Cathy was set on returning to Stanford, where she received her bachelor’s degree and J.D. She practiced law for several years before entering higher education, and retired after several years as Stanford’s Title IX coordinator. Now, Cathy lives in Tucson, where she’s a patron of the local arts.
In addition to donating her father’s collection, Cathy created an endowed fund: the Harry Smith Glaze, Jr. Fund for the Performing Arts. Collection endowments are vital in supporting the Library’s role as a steward of history. An endowment ensures long-term financial stability for the acquisition and preservation of a collection while also increasing its accessibility and opportunity for scholarship.
“Having worked at a university for a long time, I understand how important it is to provide financial support to maintain physical collections. Supporting this collection, and others like it, felt like the right thing to do. In the end, you need funding to make the work possible, and I’m lucky to be in a position to give that support,” said Cathy. She has chosen to also name the endowment fund as a beneficiary in her estate plan, so there will be additional funding available to provide enhanced support in the future.
“Donors like Cathy are key to sustaining programs like the Library’s world-renowned Performing Arts Collection. The collection was founded in the 1970s as a repository of rare opera recordings, and Cathy’s donation of her father’s collection contains significant rarities that may be the only copies in a public archive. Collections like this enhance and enrich the collections and the impact the Library has on its users. Her commitment to a legacy gift to help support the collection will help it grow and sustain it for the next generation of students and scholars. We are deeply grateful for her support,” said David Seubert, curator of the UCSB Library’s Performing Arts Collection.

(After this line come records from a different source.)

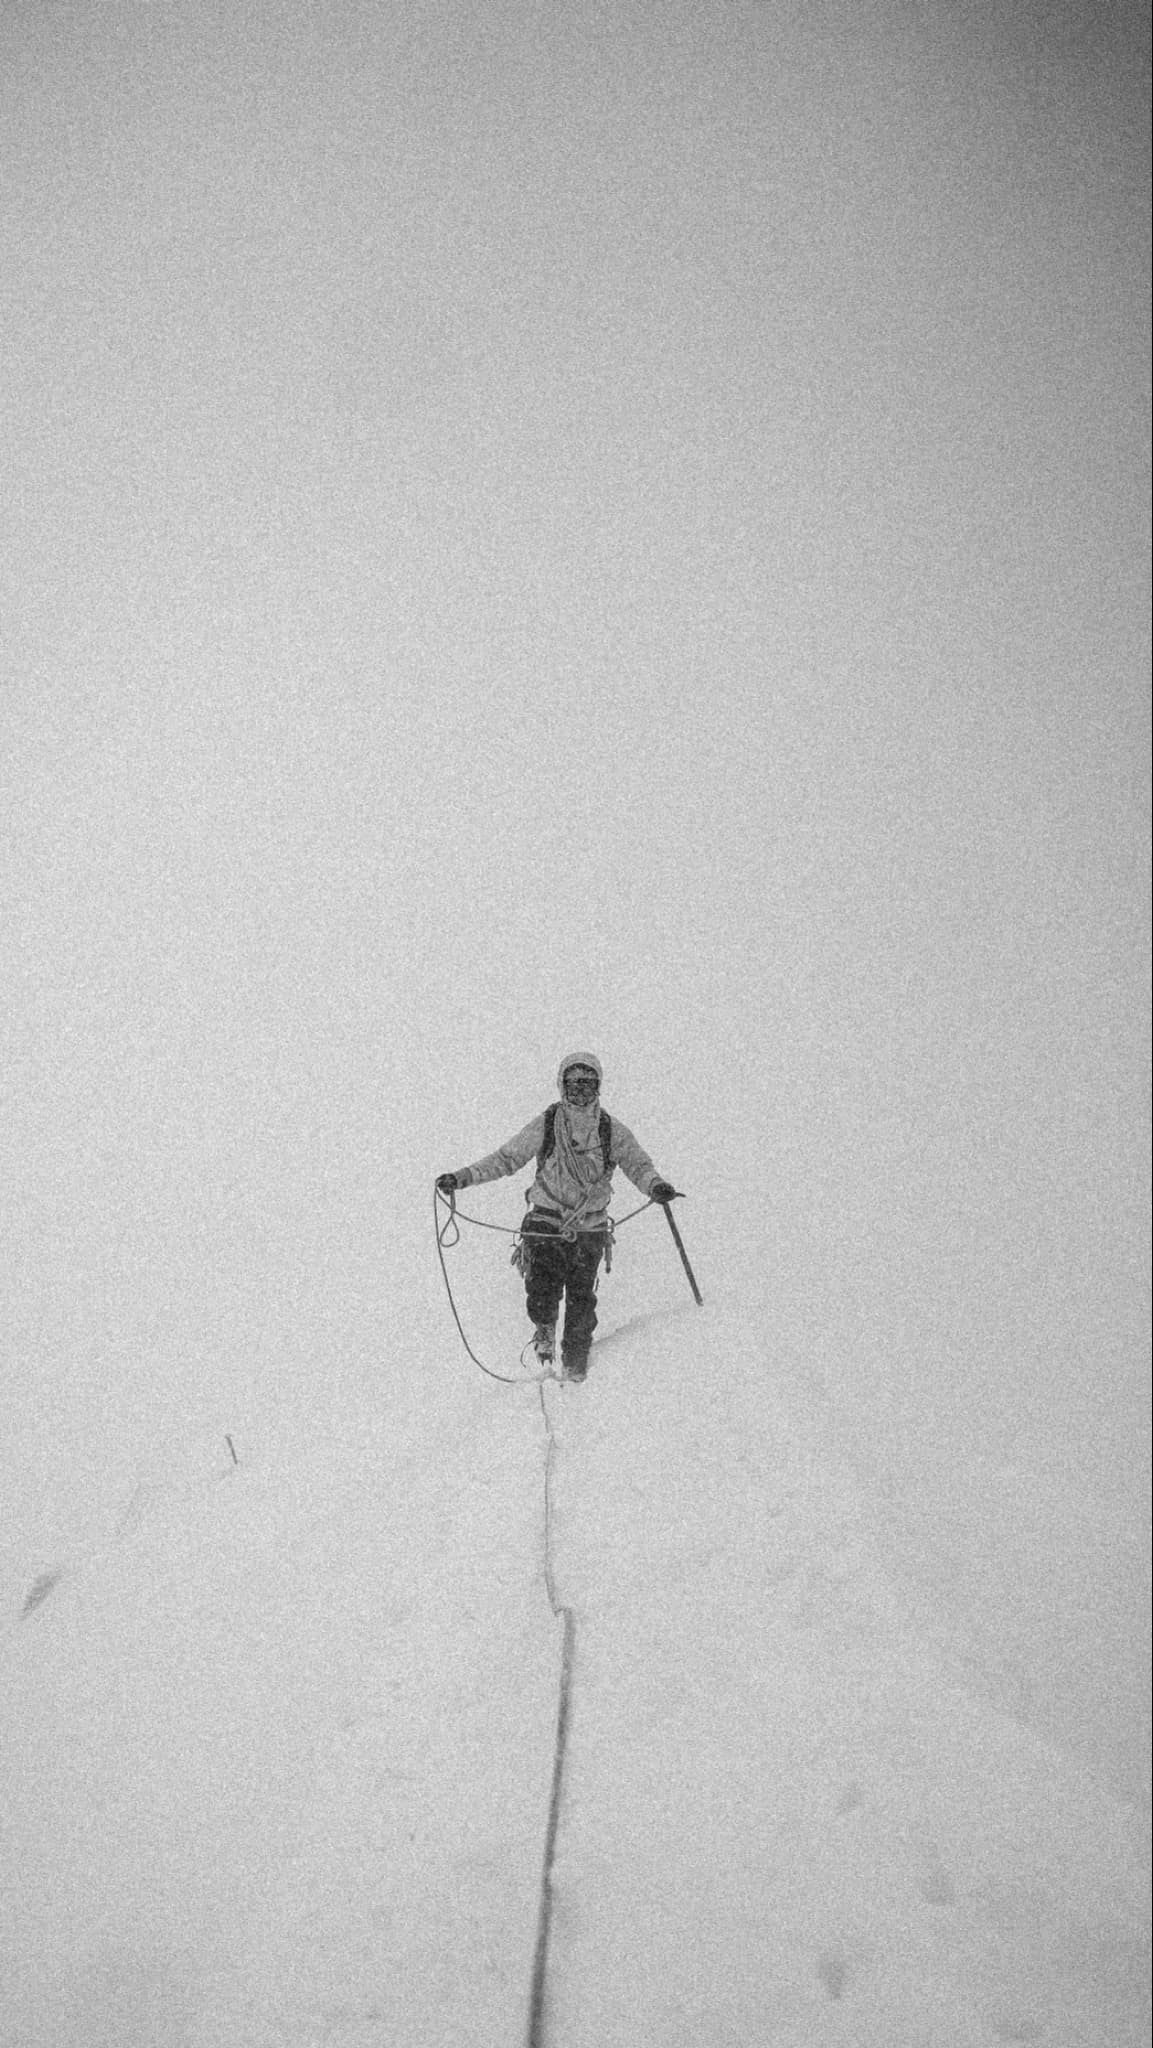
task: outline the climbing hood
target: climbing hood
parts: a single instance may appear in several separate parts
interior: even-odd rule
[[[556,1070],[556,1085],[562,1095],[564,1094],[564,1077],[570,1067],[591,1067],[597,1077],[597,1087],[600,1087],[604,1079],[604,1069],[595,1052],[566,1052]]]

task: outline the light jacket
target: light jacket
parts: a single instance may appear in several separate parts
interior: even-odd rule
[[[583,1131],[582,1124],[587,1126]],[[564,1102],[558,1106],[555,1143],[529,1188],[528,1199],[533,1208],[559,1210],[562,1227],[571,1221],[578,1230],[604,1229],[612,1199],[615,1167],[619,1166],[622,1173],[627,1174],[642,1195],[651,1194],[654,1182],[661,1178],[628,1125],[622,1124],[615,1116],[612,1117],[610,1165],[606,1173],[599,1124],[599,1102],[595,1114],[587,1118],[571,1116]],[[544,1134],[542,1110],[514,1138],[499,1145],[486,1158],[478,1159],[474,1166],[466,1166],[457,1176],[461,1186],[476,1186],[481,1181],[500,1180],[505,1174],[519,1173],[522,1166],[535,1159],[544,1144]]]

“Donating my father’s collection was an easy choice,” said Cathy.
“UC Santa Barbara is the best place in the world to donate a collection like this, where people will truly appreciate it and do something meaningful with it.”
Published November 2025
I think my dad would have loved knowing that others can listen to those scratchy old records all evening, just like he did, and maybe even have their kids fall asleep to them.